I feel my self-control slipping away, giving it to Callahan. I no longer care if this is a mistake I’ll regret. This moment, as his lips brush against mine, I don’t care. I need this.

I need to lose myself to something other than the fear and emptiness that I have been feeling since I had that knife held to my throat.

“Lake, baby, are you sure about this?” His voice is soft and hesitant.

“Yes.” My voice is barely audible. “I’m sure.”

As I speak those words, my heart feels like it’s about to burst out of my chest, racing with a wild, almost uncontrollable intensity. I’m overwhelmed with a rush of desire, and I can’t help but feel like I’m teetering on the edge of a cliff.

I’m teetering on the brink of madness.

I’m teetering on a narrow beam above an ocean of emotions.

It’s like I’m standing on a tightrope, with one wrong move threatening to send me tumbling to the void.

Cal’s mouth hovers over mine, lingering a moment before he kisses me. His hands caress a path up my leg all the way to my torso. I open my legs, pushing my hips up, wanting some relief. He releases my mouth and his lips curve slightly, as he nuzzles my neck, whispering, “I’m in charge, Lake.”

The way he says my name as if it’s an order but also a prayer makes me shiver, and I tremble when his fingers tease my nipple. I clench my legs, arching my hips again but he doesn’t even acknowledge my need. He just teases my breasts with his mouth. Suckling. Nibbling.

“Don’t play with me,” I pant out.

The satisfaction in his deep blue eyes is almost as big as his desire. He presses his lips to my sternum and begins to feather kisses down to my lower body. Simultaneously, his fingers find my wet heat. I release a throaty moan as he finally begins to ease the ache that’s about to overwhelm me.

He drags one of my legs to his shoulder before his mouth lowers and finds my clit. Fingers, mouth, and tongue lapping, nibbling, kissing, thrusting. My heart pounds in my chest, racing faster and faster as the pleasure builds and builds.

I’m lost in a haze of pure sensation, every inch of my skin tingling as I reach the peak of pleasure, the tension coiling tighter and tighter inside me until it’s almost unbearable. And then, with a loud cry of his name on my lips, I shatter into a million pieces, my body convulsing with the force of my release.

There’s no time for me to react. He’s already on top of me, his mouth closes down on mine, and I taste myself on his lips. I’m desperate for more, for him, for his body. There’s no slow burn, only a fire with flames so high I can’t see anything but the inferno around me.

His thick erection teases my hip. I’m about to reach for it when he says, “I need to be inside you.”

Please is all I say, and he presses his length inside me. I pant with the sensation of him sliding deep. Deeper. So deep. It takes me some time to get used to him. When he begins to thrust in and out, he takes my mouth.

As he kisses me, I want more. I want him to take all of me.

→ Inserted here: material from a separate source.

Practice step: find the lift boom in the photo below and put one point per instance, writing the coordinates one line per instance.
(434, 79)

I want him to possess me slowly or quickly, but either way, make me all his.

I want him to slowly reveal every layer of my being until there is nothing left but his mark upon me. I crave to feel the intensity of his passion, to be consumed by his desire. To burn me with his flames and take my soul, but to give me his heart.

While he pushes himself in and out and I meet his thrusts, all I want is to let go. I am willing to give myself to him completely.

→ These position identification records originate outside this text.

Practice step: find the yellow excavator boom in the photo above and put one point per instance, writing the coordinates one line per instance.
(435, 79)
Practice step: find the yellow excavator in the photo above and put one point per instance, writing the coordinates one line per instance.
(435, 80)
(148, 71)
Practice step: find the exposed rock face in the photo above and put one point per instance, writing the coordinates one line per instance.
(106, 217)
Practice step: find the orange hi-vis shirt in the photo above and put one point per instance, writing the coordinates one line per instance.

To surrender to him, body and soul, to be his forevermore.

And as he holds me close, I feel a sense of belonging, a sense of home that I have never felt before. This shouldn’t be happening. He’s my best friend and I don’t have time to… but all I want is this. Us.

I can’t think more as the waves of pleasure wash over me. I feel him shudder and groan, his own release finally breaking free. We collapse onto the bed, our bodies entwined and spent, and I know this moment has changed us forever.

“I love you,” he says and as much as I want to say the same, something stops me from doing so. Callahan Thorndale is important to me, but we can’t be. Not when he doesn’t know who I really am.

ChapterThree

Callahan

Ansel arrives preciselywhen he said he would. He drives us in a dark sedan to an undisclosed off-the-grid remote location. The only thing that breaks the eerie silence is the sound of tires on the loose gravel. I can feel Lake’s unease. Her eyes are heavy and uneasy as we leave civilization behind us.